All the same, there are legitimate questions around just how practical Volvo's ideas might be in reality. For a start, it's unclear just how many air travelers are potential "road plane" clientele. Even with the lower upfront and operating costs of an EV versus an aircraft, it's unlikely that taking a sleeper 360c from New York to Washington DC would be a low-cost option.

That could mean a few former occupants of the first class cabin moving into a driverless car, but whether it would have an impact on the number of people who typically travel in coach is questionable. Even if it did, the increase in traffic on road infrastructure would be significant. One of the reasons short-haul flights still make sense for airlines is economy of scale: 100 or more people in the same vehicle in the air, rather than 100 people each in their own, autonomous craft on the ground.

Levenstam is upfront that his vision is more than just about Volvo positioning itself as the auto industry evolves. "My point is not really that this will happen – I think it will," he says, "but really to talk about other changes we think will happen." It needs buy-in at every step, from passengers through to those responsible for the logistics of transportation, to regulators and planners.

No one company can make that journey alone. Volvo, though, is keen to be instrumental in how it's navigated. While the 360c may be a concept, and a non-functional one at that, the automaker is simultaneously pushing ahead with its working autonomous platforms.

Currently it supplies test cars to Uber, for instance, based on the XC90 SUV. The ride-sharing firm then adds its own autonomous hardware and software. Volvo's upcoming SPA2, however, the next-generation architecture which will underpin future vehicles, is built from scratch to be ready for autonomous driving.

That means built-in redundancy for key systems, along with space for sensors and compute power from partners like NVIDIA. "We are working very completely with engineering on this car," Henrik Green, senior vice president of product and quality, says. Volvo envisages a modular business model, where partners could choose to use Volvo's entire stack – including autonomous software from Zenuity, the joint-venture Volvo began in early 2017 with safety tech firm Autoliv – or could mix and match, depending on if they wanted to supply their own sensor suite, their own software, or indeed both.

The SPA2 autonomous driving-ready – or AD-ready – platform should be ready in the next decade, Green says. The timeline for actual autonomous driving beyond that is more vague, and hinges in no small part on how eager Volvo's business partners turn out to be to get driverless technology on the road.

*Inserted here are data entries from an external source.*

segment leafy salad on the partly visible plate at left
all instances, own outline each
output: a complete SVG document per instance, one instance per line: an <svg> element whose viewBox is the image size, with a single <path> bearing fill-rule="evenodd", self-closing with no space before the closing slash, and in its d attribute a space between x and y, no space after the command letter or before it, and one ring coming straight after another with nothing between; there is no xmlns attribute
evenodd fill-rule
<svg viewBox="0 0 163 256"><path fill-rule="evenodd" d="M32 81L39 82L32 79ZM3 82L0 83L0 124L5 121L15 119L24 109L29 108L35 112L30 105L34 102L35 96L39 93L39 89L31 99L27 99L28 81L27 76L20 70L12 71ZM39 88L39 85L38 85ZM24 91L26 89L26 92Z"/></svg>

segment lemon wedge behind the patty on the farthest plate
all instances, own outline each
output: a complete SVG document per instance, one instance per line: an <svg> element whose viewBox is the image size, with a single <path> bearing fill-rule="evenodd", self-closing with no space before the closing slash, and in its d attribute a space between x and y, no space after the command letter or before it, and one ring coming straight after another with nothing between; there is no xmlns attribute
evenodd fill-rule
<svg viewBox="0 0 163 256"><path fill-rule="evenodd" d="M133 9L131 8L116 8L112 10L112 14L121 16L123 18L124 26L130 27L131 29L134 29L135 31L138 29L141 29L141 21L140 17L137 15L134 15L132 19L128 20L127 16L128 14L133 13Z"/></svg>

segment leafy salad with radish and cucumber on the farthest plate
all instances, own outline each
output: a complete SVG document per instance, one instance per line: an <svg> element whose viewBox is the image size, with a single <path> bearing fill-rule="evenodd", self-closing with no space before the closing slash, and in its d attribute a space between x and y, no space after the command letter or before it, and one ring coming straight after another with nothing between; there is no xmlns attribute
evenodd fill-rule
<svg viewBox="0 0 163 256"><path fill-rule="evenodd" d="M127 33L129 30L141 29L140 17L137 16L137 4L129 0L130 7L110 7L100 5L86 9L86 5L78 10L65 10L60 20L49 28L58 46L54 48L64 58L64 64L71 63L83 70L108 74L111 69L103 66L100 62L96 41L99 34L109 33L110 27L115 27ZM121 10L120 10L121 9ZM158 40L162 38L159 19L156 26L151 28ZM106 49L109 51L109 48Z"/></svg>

However it's delivered, there's no doubt that Volvo – and the Geely Group in general – isn't sleeping on self-driving's potential. "Compared to a few years ago we have significantly multiplied the number of engineers that work on autonomous driving," Green points out. That includes Volvo's own engineers, and those at Zenuity.

Importantly, it's also willing to share. Maybe not the nuts and bolts of its driverless products, no, but – much in the way that Volvo offered its three-point seat belt technology to the rest of the industry back in 1959 – its broader research and findings, in the hope that collectively the industry will more rapidly work out autonomy's kinks, refine its safety, and hopefully ensure inter-compatibility between vehicles from different brands.

"There is no single player who will crack all the [parts] of this situation," Green points out. Levenstam agrees: it's not just a Volvo without a steering wheel, or a taxi without a driver, he insists, despite short-sighted interpretations of self-driving cars being just that. "We ware seeing one of the biggest changes in mobility right now," the strategist underscores, "and I think we fail to see that."

Volvo's "road planes" are, it's true, unlikely to be plowing up and down dedicated driverless autobahns any time soon. Nonetheless, the automaker is determined. It doesn't plan on waiting around for someone else to invent the technology – or, for that matter, to corner the market in it.